Tax deferral is simply a desired accompaniment to the main reason a taxpayer sells investment property
  1. Consolidation. Example - taxpayer owns several properties, perhaps in different states, and wishes to consolidate his holdings into one property.
  2. Diversification. Example - taxpayer owns one large property and wishes to diversify her holdings over a wider group of properties.
  3. Relocation. Example - taxpayer has moved to new location and wishes to move his investment to the same location.
  4. Reduction of management headaches. Example - taxpayer has owned high-maintenance property and wishes to reduce management responsibilities by exchanging into triple-net leased property.
  5. Solution to partnership problems. With proper advance planning, property owned by a partnership can be sold and the partners can go their own ways, some choosing to exchange and others cashing out.
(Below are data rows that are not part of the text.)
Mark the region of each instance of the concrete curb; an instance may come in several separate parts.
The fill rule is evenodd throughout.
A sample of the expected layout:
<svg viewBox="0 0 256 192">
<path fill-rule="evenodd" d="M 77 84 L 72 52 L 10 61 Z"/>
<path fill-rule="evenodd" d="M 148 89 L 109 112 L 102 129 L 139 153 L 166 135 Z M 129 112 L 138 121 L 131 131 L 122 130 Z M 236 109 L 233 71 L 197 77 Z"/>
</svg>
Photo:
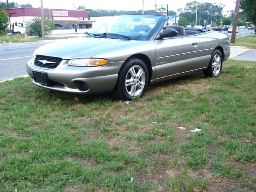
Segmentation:
<svg viewBox="0 0 256 192">
<path fill-rule="evenodd" d="M 248 49 L 247 47 L 243 47 L 242 46 L 229 46 L 231 48 L 236 48 L 236 49 Z"/>
<path fill-rule="evenodd" d="M 10 79 L 6 79 L 6 80 L 4 80 L 3 81 L 0 81 L 0 83 L 2 83 L 3 82 L 5 82 L 7 81 L 10 81 L 11 80 L 13 80 L 16 78 L 18 78 L 19 77 L 28 77 L 29 76 L 28 75 L 22 75 L 21 76 L 18 76 L 16 77 L 14 77 L 13 78 L 11 78 Z"/>
</svg>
  6. Increase cash flow. Example - taxpayer owns raw land that produces little or no income and wishes to exchange into income-producing property.
  7. Estate planning reasons. Example - taxpayer owns one property but has three heirs who do not agree on how to dispose of the property after the death of the taxpayer. Taxpayer can exchange out of one property into three similar properties and each heir can decide how to handle his or her own property.
  8. Re-leveraging of equity. As each year of ownership passes, one's equity in a property typically increases. Generally, the return on equity that the property produces decreases annually. Exchanging allows a taxpayer to re-leverage her equity.
  9. The increase of equity by buying at a discount. If you believe, as the old real estate adage goes, "You make your money when you buy," should you not buy more often? A rhetorical question, to be sure, but if you are able to buy at a discount, tax-deferred exchanges can create wealth more quickly than any other technique.
  10. Debt issues. Example - taxpayer owns a fleet of vehicles for his business. His old practice was to sell 25% of them each year and replace them with new vehicles. By taking the maximum deductions, his accountant advised him that he came out ahead by borrowing the money to purchase the new vehicles. In today's world, where borrowing is more difficult, the savvy business owner recognizes that by structuring this transaction within a 1031 exchange, he can reduce or eliminate his need to borrow money and likely end up ahead in both cash flow and tax benefits.